E15 ethanol blend, hunger and the Syrian agriculture collapse: ties that bind.

EVEN as the UN Committee on World Food Security is meeting in Rome, debating how to tackle the problem of a billion starving people, expanding population, declining water and soil resources and global warming impacts on agriculture – the EPA has announced it will permit a higher quantity of ethanol to be mixed with the nations gasoline, for use in 2007 and younger vehicle models. This is estimated to increase ethanol demand by 19 billion gallons over the coming years, requiring between 6-7 billion bushels of corn.

At issue in the debate over ethanol is not the billions starving, but how this might result in corrosion of engine components!

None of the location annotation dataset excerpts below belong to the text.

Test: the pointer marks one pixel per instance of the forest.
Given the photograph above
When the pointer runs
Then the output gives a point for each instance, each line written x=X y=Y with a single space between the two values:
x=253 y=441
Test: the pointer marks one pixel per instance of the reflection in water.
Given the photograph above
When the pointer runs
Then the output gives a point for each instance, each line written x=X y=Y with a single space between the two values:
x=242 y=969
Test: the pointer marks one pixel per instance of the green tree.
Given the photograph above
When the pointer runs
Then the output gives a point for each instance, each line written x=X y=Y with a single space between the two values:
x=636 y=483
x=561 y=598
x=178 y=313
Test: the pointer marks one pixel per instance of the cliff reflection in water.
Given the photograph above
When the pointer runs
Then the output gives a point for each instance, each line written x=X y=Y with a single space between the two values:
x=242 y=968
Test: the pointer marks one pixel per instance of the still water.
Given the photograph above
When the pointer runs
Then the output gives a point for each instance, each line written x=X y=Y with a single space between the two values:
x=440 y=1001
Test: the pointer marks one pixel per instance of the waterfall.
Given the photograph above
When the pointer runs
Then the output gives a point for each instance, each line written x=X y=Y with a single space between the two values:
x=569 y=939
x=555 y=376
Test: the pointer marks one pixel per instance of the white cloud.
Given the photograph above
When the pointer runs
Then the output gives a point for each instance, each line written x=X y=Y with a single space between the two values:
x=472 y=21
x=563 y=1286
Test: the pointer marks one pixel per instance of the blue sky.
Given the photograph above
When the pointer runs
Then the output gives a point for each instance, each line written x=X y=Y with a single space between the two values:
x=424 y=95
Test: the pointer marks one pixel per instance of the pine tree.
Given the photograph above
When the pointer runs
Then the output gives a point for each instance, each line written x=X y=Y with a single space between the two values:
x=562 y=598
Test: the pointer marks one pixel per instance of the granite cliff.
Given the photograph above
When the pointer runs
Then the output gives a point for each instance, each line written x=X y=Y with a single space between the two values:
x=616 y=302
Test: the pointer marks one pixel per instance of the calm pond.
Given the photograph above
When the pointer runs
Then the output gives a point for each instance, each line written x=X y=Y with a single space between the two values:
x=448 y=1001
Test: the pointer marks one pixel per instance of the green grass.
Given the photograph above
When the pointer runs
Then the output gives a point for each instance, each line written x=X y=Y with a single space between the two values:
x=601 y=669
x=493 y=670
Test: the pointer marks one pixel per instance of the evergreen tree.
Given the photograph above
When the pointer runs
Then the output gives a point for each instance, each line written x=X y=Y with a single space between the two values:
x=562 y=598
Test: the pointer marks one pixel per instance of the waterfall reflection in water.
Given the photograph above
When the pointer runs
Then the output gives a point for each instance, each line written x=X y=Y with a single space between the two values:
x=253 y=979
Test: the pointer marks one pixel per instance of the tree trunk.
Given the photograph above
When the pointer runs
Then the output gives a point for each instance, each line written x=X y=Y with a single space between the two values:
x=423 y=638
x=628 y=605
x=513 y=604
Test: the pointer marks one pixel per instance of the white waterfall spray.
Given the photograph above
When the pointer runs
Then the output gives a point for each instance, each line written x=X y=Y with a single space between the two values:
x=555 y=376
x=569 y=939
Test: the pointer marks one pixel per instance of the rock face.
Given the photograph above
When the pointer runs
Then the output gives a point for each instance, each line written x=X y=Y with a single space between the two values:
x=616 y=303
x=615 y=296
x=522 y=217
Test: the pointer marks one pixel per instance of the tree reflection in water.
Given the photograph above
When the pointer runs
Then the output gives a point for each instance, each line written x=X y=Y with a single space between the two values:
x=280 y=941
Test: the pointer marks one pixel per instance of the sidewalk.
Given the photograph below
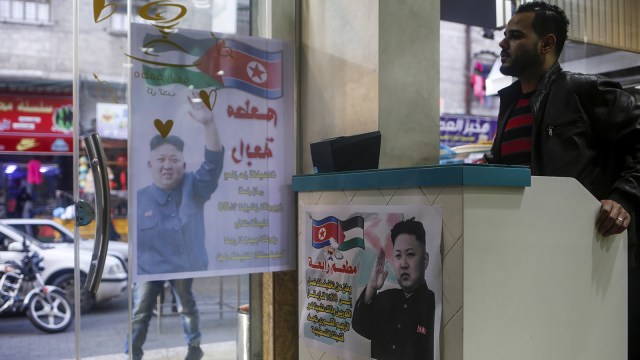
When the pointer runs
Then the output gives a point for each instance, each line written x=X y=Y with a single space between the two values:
x=215 y=351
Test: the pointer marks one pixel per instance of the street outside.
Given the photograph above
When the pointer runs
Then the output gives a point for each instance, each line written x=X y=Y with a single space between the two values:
x=103 y=330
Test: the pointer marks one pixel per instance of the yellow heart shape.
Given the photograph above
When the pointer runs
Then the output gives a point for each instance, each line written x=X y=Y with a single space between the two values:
x=206 y=98
x=164 y=128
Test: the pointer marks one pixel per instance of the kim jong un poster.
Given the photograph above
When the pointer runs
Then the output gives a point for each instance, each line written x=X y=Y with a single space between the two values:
x=371 y=281
x=211 y=154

Estimates are that already nearly a third of US corn crop was used for ethanol in 2009-10. The ripple effect of this massive shift is felt around the world – rising food prices, (estimates are that biofuels are responsible for 30-75% of the food price rise that has driven an additional 30-100 million into hunger and sparked riots), increased production elsewhere, to fill the ethanol – created void, at the expense of forest and other biodiverse ecosystems, and increased appeal of land as a profitable and secure investment, which is driving land grabs around the world (a World Bank estimated 46 million hectares (114 million acres) already bought up – much of it in Africa, and about a third of that specifically for biofuel crop production.) La Via Campesina, the world’s largest Peasant farmers movement states in their press release of Oct 13th: “We Feed The World” indeed, little beknownst to many of us, peasant farmers – not Big Ag, produce nearly 70% of the world’s food. They go on to denounce industrial agribusiness and land grabs, calling for “genuine agrarian reform”.

One need only take a quick glance at the news media over the past year or so to see that public opinion towards corn ethanol, and biofuels more generally, has shifted. Even the Congressional Budget Office offered a blistering critique, pointing out that “Because the production of ethanol draws so much energy from coal and natural gas, it can be thought of as a method for converting natural gas or coal to a liquid fuel that can be used for transportation.” Although honest lifecycle assessments indicate that corn ethanol actually increases rather than decreases greenhouse gas emissions, the CBO uses one of the more optimistic assumptions about savings to calculate their cost: a whopping $750 per metric ton of (supposed) savings, with the tax credit alone resulting in over 5 billion in lost tax revenues. This is called “lose-lose”.

Of course Bob Dineen from the Renewable Fuels Association, some corn farmers, and the refinery industries, seed producers and research and development industries – all support it – because they profit. But for the rest of us -we might agree with Brazil’s Lula who once advised that we “save our corn for the chickens”. (of course his motive was to sell us Brazilian sugar cane ethanol…).

As Russian wheat losses, and todays article (NYT) on desertification and collapse of agriculture in Syria* further indicate, we are plummeting headlong into the abyss with respect to destruction of our life support systems. Food and agriculture and the soils and freshwater they depend on, are the spearhead. EPA’s decision is like kicking a dying dog and flies in the face of common sense. It is time for an all out moratorium on biofuels, and on foreign investment in land, followed by an overhaul of agriculture and land rights policies, national and international.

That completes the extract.